In this example we are going to assume that we can create custom environments using conda, and that job submission to the cluster is managed by the slurm workload manager.

To create a python environment (adjusting directory names as needed):

conda create -p /scratch/myusername/python_for_distpy python=3.7

Activate the environment on the head node using bash, so that distpy can be installed:

source activate /scratch/myusername/python_for_distpy
pip install distpy

This environment is now available to activate from within our slurm script. Which contains something like:

#!/bin/sh
#SBATCH -n 64

source activate /scratch/myusername/python_for_distpy
python CASE00.py

Here the control script is again CASE00.py, to adjust it for out case we first set the data archive and project drives to be appropriate for Linux (noting that your own drive locations will not be those shown here):

### Windows example
#ARCHIVE_DRIVE = "D:\\Archive"
#PROJECT_DRIVE = "C:\\NotBackedUp"
### Linux example
ARCHIVE_DRIVE = "/archive/projects/"
PROJECT_DRIVE = "/scratch/username/"
### Azure example
#ARCHIVE_DRIVE = "/dbfs/mnt/segy/"
#PROJECT_DRIVE = "/dbfs/tmp/segy/"

This example will provide thumbnail pictures of the strain-rate data for the 5-200 Hz band that corresponds to the approximate bandwidth of many borehole seismic geophone and accelerometer tools.

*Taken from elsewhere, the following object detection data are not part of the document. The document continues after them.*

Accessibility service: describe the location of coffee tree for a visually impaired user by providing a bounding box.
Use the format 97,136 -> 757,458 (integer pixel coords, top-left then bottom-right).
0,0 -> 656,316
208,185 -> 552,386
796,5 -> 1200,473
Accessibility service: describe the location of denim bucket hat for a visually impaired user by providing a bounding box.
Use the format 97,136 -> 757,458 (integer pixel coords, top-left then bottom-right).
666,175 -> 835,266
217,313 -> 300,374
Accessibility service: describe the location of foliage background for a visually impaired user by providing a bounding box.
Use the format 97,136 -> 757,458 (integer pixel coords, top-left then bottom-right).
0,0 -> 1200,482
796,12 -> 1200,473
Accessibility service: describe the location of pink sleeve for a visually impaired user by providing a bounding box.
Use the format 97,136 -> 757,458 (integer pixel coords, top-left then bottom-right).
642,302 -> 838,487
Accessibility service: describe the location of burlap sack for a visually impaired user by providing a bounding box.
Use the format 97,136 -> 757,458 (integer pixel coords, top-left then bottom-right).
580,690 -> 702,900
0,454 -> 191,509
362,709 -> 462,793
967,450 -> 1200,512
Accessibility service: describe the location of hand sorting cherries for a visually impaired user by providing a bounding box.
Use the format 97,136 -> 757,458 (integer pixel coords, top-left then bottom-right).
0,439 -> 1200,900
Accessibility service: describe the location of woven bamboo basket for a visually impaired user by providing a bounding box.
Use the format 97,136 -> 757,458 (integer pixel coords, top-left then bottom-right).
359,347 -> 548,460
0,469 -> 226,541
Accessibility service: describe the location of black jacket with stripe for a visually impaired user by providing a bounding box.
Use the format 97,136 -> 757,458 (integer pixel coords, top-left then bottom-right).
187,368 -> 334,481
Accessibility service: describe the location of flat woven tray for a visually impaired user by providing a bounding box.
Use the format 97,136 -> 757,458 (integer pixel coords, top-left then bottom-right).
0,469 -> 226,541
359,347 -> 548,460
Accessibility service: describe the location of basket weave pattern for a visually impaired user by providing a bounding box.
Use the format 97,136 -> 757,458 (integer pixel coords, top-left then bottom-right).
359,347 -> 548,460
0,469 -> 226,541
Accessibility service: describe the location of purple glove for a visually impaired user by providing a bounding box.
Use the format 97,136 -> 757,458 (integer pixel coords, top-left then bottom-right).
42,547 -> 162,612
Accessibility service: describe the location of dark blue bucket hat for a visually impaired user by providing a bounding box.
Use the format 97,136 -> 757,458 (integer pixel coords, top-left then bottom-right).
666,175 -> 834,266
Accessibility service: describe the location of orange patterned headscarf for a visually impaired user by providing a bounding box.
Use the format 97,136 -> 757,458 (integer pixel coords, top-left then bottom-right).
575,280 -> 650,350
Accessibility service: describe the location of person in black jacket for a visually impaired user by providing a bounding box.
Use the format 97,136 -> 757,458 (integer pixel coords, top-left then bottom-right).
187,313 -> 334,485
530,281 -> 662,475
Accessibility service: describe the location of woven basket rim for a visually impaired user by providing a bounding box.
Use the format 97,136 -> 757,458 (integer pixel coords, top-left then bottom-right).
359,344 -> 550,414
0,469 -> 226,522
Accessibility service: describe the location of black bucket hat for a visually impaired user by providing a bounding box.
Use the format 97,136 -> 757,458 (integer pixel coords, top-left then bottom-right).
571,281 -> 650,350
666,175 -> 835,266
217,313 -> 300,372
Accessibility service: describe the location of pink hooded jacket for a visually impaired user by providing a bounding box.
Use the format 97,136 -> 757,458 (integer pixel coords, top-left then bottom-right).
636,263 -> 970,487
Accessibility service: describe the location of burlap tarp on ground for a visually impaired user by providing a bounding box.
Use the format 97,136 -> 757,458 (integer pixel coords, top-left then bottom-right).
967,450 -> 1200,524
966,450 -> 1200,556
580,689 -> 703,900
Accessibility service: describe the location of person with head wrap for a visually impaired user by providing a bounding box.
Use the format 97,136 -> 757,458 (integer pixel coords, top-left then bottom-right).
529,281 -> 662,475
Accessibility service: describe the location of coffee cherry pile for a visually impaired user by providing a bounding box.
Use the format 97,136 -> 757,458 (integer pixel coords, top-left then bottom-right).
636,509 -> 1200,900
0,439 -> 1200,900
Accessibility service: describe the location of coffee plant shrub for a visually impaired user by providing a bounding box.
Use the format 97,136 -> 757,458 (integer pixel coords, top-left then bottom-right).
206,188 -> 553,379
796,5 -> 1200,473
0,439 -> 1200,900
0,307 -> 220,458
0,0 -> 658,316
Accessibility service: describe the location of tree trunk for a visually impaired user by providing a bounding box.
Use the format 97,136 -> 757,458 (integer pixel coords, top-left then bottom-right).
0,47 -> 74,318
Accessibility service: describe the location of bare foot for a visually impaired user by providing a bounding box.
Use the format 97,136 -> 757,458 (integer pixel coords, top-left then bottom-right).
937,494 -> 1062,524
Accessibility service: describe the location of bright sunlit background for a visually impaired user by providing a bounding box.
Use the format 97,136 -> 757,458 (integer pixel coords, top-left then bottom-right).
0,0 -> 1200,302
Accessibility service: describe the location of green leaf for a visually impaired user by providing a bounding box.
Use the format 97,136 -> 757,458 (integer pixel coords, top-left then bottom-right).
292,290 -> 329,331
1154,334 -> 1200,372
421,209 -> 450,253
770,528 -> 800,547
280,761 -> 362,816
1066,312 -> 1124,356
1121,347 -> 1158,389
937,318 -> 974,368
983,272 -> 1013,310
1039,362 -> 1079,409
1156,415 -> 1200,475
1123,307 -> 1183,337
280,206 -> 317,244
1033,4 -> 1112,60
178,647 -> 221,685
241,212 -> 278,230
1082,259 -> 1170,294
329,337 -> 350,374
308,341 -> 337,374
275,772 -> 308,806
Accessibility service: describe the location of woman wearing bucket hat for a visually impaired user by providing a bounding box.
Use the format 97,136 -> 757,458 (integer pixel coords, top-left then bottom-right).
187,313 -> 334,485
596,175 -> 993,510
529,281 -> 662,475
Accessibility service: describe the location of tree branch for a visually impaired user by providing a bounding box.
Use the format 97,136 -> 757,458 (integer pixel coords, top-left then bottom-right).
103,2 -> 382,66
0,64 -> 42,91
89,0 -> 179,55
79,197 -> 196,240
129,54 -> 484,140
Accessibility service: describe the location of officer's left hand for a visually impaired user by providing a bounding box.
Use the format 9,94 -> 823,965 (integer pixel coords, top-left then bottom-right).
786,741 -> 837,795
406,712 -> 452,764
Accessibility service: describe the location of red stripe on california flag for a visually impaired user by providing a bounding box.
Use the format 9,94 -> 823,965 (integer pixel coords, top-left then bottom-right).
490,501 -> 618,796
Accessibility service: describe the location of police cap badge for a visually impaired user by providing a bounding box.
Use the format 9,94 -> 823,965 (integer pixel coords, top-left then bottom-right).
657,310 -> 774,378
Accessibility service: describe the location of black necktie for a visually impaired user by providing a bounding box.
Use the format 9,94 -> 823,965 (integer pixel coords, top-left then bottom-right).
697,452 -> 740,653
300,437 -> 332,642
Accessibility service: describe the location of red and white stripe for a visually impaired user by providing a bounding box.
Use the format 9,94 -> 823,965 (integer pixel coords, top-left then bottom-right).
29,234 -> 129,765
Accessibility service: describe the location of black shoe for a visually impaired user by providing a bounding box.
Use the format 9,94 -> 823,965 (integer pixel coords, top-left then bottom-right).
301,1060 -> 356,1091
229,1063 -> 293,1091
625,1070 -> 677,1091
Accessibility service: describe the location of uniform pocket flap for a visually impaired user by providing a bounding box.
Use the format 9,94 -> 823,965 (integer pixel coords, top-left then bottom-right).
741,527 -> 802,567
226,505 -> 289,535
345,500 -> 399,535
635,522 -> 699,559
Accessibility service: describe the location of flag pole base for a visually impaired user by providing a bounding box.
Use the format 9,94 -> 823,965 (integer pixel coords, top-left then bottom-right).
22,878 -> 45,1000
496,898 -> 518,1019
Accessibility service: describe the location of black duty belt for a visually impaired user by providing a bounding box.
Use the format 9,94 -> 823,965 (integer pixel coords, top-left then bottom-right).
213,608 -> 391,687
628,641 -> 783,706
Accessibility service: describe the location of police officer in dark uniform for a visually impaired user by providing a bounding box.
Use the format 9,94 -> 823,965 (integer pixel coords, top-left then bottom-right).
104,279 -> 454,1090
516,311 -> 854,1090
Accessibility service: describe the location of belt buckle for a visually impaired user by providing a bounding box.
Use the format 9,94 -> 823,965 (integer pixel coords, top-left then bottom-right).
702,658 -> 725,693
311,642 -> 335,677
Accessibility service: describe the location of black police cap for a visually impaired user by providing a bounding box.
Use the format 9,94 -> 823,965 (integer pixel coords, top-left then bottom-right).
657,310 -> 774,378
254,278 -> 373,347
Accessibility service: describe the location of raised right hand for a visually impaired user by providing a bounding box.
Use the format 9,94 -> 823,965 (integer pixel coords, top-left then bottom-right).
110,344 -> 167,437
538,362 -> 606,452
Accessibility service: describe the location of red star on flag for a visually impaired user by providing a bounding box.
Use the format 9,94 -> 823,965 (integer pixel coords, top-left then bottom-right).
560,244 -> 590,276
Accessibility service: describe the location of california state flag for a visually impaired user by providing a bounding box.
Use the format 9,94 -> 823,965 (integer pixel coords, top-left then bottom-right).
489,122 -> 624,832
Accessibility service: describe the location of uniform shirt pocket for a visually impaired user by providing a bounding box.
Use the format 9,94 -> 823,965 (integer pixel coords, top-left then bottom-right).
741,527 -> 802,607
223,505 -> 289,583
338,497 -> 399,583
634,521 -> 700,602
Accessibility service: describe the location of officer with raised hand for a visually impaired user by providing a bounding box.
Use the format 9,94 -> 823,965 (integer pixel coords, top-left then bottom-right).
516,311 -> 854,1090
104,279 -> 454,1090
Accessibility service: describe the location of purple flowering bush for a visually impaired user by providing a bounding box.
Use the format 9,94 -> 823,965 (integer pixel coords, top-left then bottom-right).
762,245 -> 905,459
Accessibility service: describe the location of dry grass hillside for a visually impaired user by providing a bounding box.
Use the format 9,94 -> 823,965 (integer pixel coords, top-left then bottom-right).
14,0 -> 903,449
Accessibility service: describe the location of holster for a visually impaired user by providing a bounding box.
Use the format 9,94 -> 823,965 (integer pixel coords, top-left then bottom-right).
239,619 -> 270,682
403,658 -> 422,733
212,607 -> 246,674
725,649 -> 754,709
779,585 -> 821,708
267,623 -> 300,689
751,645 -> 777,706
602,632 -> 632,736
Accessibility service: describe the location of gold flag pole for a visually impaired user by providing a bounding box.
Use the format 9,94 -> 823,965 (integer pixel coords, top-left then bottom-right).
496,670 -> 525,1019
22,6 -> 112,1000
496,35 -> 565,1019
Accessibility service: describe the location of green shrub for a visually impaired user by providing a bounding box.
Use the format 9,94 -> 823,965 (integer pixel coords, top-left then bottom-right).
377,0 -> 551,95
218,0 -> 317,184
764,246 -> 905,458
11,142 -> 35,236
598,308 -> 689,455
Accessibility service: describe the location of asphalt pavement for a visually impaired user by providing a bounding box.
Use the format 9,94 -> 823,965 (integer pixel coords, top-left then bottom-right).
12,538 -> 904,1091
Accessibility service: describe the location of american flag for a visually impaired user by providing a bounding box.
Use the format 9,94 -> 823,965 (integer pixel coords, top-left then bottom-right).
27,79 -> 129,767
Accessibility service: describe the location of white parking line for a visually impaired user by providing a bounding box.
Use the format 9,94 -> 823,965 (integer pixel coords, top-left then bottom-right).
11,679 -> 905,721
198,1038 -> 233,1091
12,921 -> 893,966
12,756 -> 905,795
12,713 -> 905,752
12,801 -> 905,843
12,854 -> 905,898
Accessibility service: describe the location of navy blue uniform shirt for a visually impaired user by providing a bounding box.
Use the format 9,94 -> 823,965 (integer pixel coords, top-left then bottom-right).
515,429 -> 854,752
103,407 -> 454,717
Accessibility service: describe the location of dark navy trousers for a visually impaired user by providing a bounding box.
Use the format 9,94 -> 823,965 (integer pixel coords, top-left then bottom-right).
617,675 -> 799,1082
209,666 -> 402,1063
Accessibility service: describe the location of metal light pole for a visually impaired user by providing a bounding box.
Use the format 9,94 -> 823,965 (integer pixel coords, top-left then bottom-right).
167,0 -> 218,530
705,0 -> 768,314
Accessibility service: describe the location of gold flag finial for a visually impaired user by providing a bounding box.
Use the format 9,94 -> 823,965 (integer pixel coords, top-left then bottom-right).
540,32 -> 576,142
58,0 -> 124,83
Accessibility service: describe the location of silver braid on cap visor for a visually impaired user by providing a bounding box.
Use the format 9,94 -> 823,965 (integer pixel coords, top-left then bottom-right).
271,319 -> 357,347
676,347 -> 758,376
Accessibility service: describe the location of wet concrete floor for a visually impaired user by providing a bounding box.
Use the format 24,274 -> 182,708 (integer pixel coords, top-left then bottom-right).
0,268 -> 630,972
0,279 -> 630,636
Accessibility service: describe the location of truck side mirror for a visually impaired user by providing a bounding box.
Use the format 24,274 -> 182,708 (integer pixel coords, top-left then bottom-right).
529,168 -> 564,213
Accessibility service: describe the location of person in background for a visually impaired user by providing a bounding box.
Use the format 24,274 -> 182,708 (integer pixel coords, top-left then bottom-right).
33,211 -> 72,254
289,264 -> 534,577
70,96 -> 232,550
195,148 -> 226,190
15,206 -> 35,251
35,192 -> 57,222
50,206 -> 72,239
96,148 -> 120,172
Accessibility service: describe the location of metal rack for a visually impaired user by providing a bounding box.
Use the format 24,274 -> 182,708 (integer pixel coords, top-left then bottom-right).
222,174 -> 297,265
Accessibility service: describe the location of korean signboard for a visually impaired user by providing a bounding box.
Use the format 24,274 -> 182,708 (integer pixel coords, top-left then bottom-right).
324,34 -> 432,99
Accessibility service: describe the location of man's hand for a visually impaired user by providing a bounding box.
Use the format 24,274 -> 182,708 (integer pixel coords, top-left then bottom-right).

The JSON configuration for the signal processing is in the strainrate2thumbnail.json example:

{
"command_list" :
[
 { "name" : "butter",         "uid" :  1, "in_uid" : 0, "type" : "lowpass", "freq" : 200 },
 { "name" : "butter",         "uid" :  2, "in_uid" : 1, "type" : "highpass", "freq" : 5 },
 { "name" : "thumbnail",      "uid" :  3, "in_uid" : 2, "directory_out" : "png" }
]
}

So we will first apply a low-pass Butterworth filter at 200 Hz, then a high-pass at 5 Hz to create band-limited strain-rate. The final step is to write out a thumbnail plot of the data to a results/png/ directory.

The "config" attribute in the JSON configuration for the strainrate to attributes step will need to point to this file. See the segy2witsmlConfig.json for an example.

This workflow does not require any post-processing, so in CASE00.py comment out steps 3 and 4 as shown:

    #STEP 3: ingest WITSML FBE
    #distpy.ingesters.parallel_ingest_witsml.main(configWITSMLIngest)

    #STEP 4: Generate default plots - available from version 1.1.0
    #distpy.controllers.parallel_plots.main(configPlots)

Finally, make sure that the ingestion JSON configuration file has the correct in and out directories (see sgyConfig.json for an example). More information on this file is given in the Cloud tutorial.